教室中にヒステリックな金切り声が響き渡る。

それを発しているのはまぎれもなく自分なのに、自分の声じゃないような気がした。

それほど今の私の声はパニックでおかしなことになっていた。


いきなり数十人もの体格のいい男たちに辺りを取り囲まれたら、誰だって驚きと恐ろしさでおかしくなるに決まってる。

ましてや私はか弱い女の子なんだぞ!



「俺達は『ユリア様ファンクラブ』の会員だ。ちなみに俺は会長の吉原っていうもんだ」



私の目の前に高圧的に立ちふさがっている、坊主頭の一際体格のいい男が野太い声でそう宣言した。

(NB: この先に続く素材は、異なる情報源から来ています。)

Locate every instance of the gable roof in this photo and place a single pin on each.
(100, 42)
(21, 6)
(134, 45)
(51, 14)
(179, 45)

細く鋭い彼の目に睨みつけられると、まるで蛇に睨まれた蛙のような気持ちになった。

ものすごく怖いんですけど…。



「安藤結衣、お前をユリア様の命により生徒会室へ強制連行する」


「えぇ!?嫌ですよ!私行きたくないです!!」



人の本音は思わぬ出来事のときに出るものだと誰かが言っていたけど、どうやらそれは本当だったらしい。

さっきまで(行きたくはないけど行かないと後が怖いから)行こうかどうしようかと、うだうだ悩んでいたけれど、こうして突拍子もない出来事に遭遇した今、思わず本音がポロリと出てしまった。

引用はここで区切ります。